I found a great deal to admire in Vladimir Nabokov's Pnin, but I found it a difficult read because I found the narrator so unpleasant. I never found the novel to be light-hearted, as many readers and reviewers apparently have, and I mostly connected with the sadness in it that becomes more prevalent as the book moves on. I disliked the narrator's contempt towards Pnin, who's a truly decent character, but I also realize that employing a narratorial voice that treats the protagonist viciously while simultaneously conveying Pnin’s goodness and humanity is something only a writer of tremendous skill can manage. The ongoing symbolism of the squirrel as the ghost/metaphor for Pnin's lost love Mira is quite remarkable, too.

But the scene that interested me the most was the one in which Pnin flashes back to the time when he was sick as a boy and became obsessed with the wallpaper in his room:

He had always been able to see that in the vertical plane a combination made up of three different clusters of purple flowers and seven different oak leaves was repeated a number of times with soothing exactitude; but now he was  bothered by the undismissable fact that he could not find what system of inclusion and circumscription governed the horizontal recurrence of the pattern; that such a recurrence existed was proved by his being able to pick out here and there, all along the wall from bed to wardrobe and from stove to door, the reappearance of this or that element of the series, but when he tried traveling right or left from any chosen set of three inflorescences and seven leaves, he forthwith lost himself in a meaningless tangle of rhododendron and oak.

I wondered if Nabokov was deliberately evoking "The Yellow Wallpaper" by Charlotte Perkins Gilman, which was written 65 years before Nabokov's novel. In Gilman's story, the protagonist becomes obsessed with the floridly ugly wallpaper in the bedroom of the country manor her husband has rented for the summer. She first tries to make sense of its weird, conflicting, confounding patterns – much as she’s trying to make sense of the complex, illogical rules and double standards of the patriarchal world she's trapped in. Then she starts to see malign eyes moving inside the pattern. As her madness progresses, she starts to see the image of a lurking woman trapped inside the pattern, and the narrator becomes obsessed with getting her out.

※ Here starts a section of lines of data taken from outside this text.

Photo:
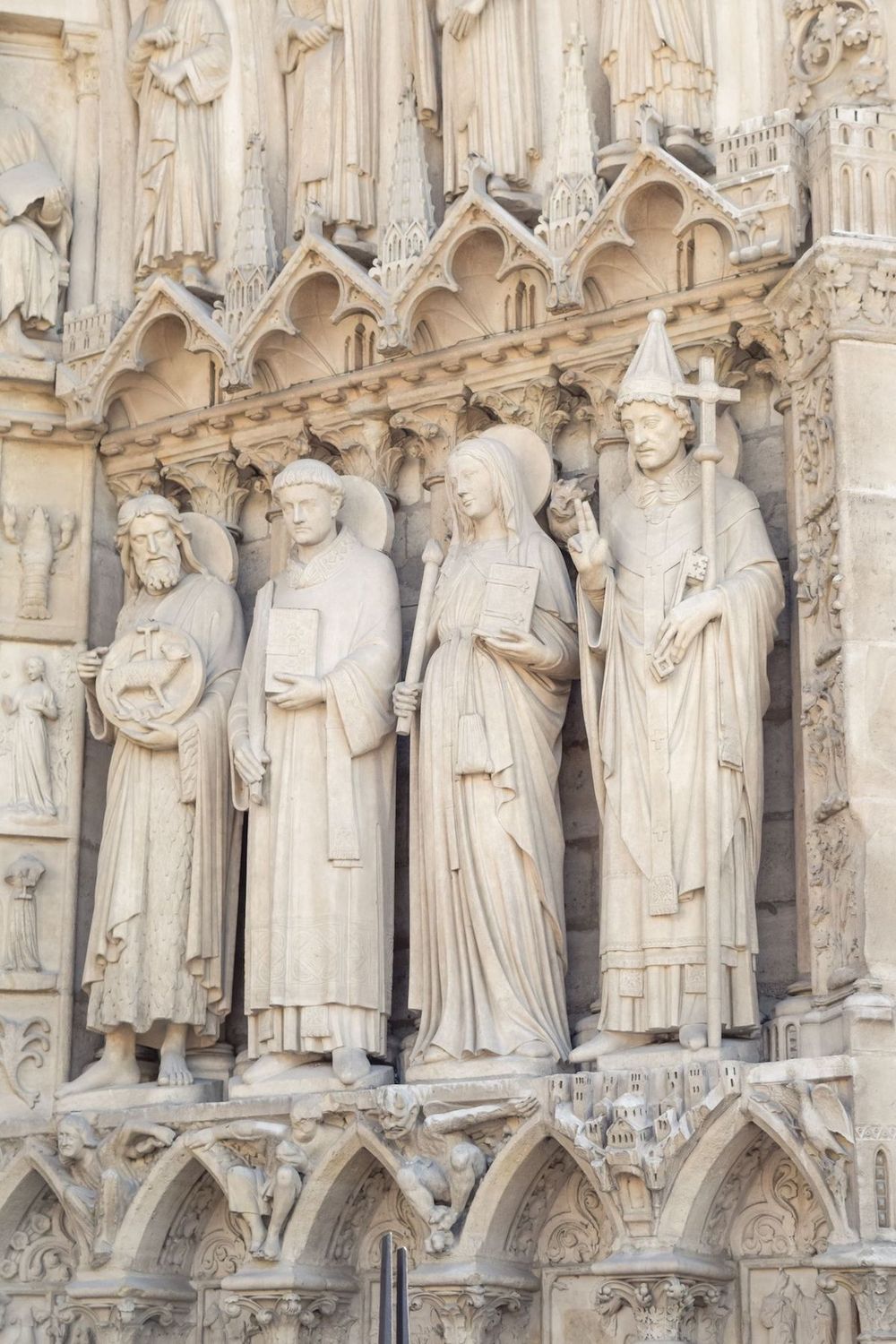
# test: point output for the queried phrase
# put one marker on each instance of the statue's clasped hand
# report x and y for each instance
(517, 647)
(684, 624)
(298, 693)
(589, 550)
(406, 698)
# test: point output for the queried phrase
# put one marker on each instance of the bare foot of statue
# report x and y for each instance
(116, 1067)
(172, 1061)
(606, 1042)
(13, 340)
(273, 1064)
(694, 1037)
(349, 1064)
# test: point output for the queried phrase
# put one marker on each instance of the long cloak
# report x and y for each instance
(490, 93)
(648, 758)
(32, 265)
(331, 99)
(659, 51)
(487, 930)
(177, 152)
(34, 703)
(319, 905)
(164, 917)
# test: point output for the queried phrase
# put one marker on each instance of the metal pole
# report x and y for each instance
(402, 1305)
(384, 1333)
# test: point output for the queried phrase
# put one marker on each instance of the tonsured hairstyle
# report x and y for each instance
(140, 507)
(308, 470)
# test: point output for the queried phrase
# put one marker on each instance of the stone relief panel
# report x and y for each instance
(38, 706)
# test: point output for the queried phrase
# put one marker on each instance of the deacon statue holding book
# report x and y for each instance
(487, 935)
(312, 736)
(677, 605)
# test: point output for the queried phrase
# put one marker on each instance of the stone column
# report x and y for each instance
(80, 45)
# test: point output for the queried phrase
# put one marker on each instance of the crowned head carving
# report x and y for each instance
(654, 416)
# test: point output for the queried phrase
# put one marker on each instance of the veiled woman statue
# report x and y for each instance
(31, 706)
(487, 937)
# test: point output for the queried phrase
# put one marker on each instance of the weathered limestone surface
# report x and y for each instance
(327, 317)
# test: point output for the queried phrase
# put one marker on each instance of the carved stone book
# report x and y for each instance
(509, 599)
(292, 645)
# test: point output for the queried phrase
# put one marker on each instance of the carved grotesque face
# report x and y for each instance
(473, 487)
(155, 551)
(656, 435)
(70, 1142)
(309, 513)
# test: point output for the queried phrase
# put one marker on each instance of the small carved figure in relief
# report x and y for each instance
(31, 707)
(21, 951)
(659, 53)
(327, 53)
(35, 225)
(261, 1196)
(314, 742)
(38, 550)
(96, 1176)
(646, 663)
(489, 89)
(487, 935)
(160, 949)
(177, 67)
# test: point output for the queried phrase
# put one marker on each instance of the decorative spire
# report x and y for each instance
(654, 374)
(254, 257)
(411, 222)
(576, 191)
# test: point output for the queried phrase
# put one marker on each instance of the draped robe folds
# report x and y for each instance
(32, 265)
(489, 93)
(177, 152)
(659, 51)
(646, 741)
(319, 905)
(487, 932)
(32, 704)
(164, 919)
(331, 96)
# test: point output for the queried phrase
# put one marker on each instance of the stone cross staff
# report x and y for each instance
(708, 392)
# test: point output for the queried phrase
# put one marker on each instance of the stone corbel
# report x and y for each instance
(668, 1308)
(215, 487)
(435, 430)
(370, 448)
(469, 1314)
(281, 1317)
(874, 1290)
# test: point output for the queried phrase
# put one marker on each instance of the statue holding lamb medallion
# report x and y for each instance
(677, 601)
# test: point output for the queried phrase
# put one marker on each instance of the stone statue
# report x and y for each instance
(159, 957)
(489, 89)
(314, 746)
(21, 946)
(487, 937)
(94, 1176)
(177, 69)
(35, 226)
(325, 48)
(31, 707)
(261, 1198)
(642, 613)
(659, 53)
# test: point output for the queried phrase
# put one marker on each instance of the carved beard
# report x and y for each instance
(159, 574)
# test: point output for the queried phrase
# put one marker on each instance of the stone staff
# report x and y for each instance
(433, 556)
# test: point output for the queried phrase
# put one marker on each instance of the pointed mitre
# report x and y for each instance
(654, 374)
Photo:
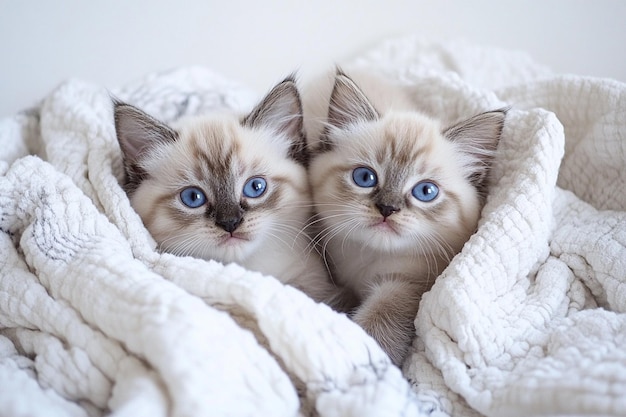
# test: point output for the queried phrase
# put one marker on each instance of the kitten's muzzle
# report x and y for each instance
(229, 219)
(386, 210)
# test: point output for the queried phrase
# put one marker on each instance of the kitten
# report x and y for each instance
(396, 196)
(227, 188)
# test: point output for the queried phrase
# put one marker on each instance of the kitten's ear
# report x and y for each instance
(348, 103)
(478, 138)
(281, 110)
(136, 133)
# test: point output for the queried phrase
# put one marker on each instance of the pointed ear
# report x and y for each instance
(478, 138)
(137, 132)
(281, 111)
(348, 103)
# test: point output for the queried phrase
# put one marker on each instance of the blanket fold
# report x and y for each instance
(529, 319)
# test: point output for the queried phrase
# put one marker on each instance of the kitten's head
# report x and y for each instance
(398, 181)
(218, 187)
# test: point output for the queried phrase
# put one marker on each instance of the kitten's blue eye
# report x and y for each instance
(364, 177)
(255, 187)
(192, 197)
(425, 191)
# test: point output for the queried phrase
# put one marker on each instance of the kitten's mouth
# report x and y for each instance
(385, 225)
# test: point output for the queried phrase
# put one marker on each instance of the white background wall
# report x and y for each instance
(43, 42)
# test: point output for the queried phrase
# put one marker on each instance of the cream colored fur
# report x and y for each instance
(390, 261)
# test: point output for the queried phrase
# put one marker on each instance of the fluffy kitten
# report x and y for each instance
(396, 195)
(227, 188)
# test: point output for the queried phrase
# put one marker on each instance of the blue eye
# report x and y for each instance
(192, 197)
(425, 191)
(255, 187)
(364, 177)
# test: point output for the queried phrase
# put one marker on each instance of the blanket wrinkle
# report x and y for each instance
(529, 319)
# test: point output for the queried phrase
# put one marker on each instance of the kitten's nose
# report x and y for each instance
(230, 224)
(386, 210)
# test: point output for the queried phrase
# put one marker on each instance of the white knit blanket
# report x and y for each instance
(529, 319)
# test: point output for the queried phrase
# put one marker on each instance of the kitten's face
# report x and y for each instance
(219, 188)
(395, 182)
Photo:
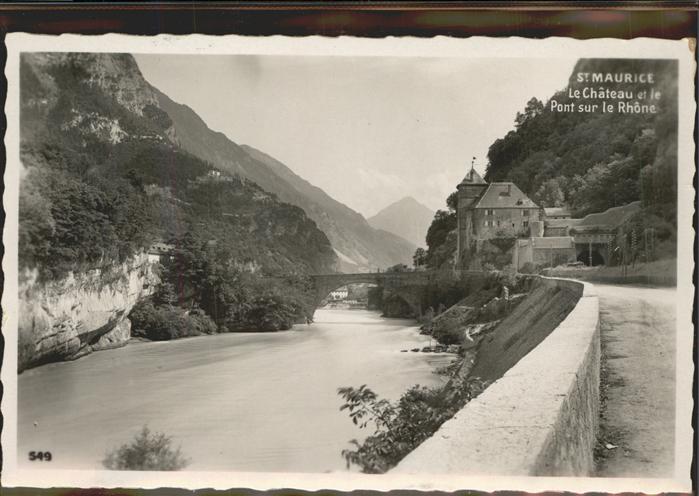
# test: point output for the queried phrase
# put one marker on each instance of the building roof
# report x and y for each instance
(472, 177)
(553, 242)
(561, 222)
(556, 211)
(504, 195)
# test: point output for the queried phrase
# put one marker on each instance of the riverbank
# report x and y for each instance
(255, 401)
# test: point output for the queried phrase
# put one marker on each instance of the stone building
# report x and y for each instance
(486, 211)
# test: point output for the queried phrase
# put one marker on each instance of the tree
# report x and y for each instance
(420, 257)
(533, 108)
(549, 194)
(148, 451)
(453, 201)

Pnin, on the other hand, doesn't fall prey to insanity as he tries to make sense of his own wallpaper, although whoever designed the paper is described as "the destroyer of minds, the friend of fever". But as a metaphor, the wallpaper in Nabokov's chapter could function in much the same way as Gilman's: Pnin has become aware that he's trapped in a world he cannot fully understand or navigate despite his best efforts. Does he escape insanity because he, as an educated man, is not oppressed by society to the same extent that Gilman's female protagonist is? If Nabokov was deliberately riffing off the themes and images of Gilman's story, that conclusion seems likely.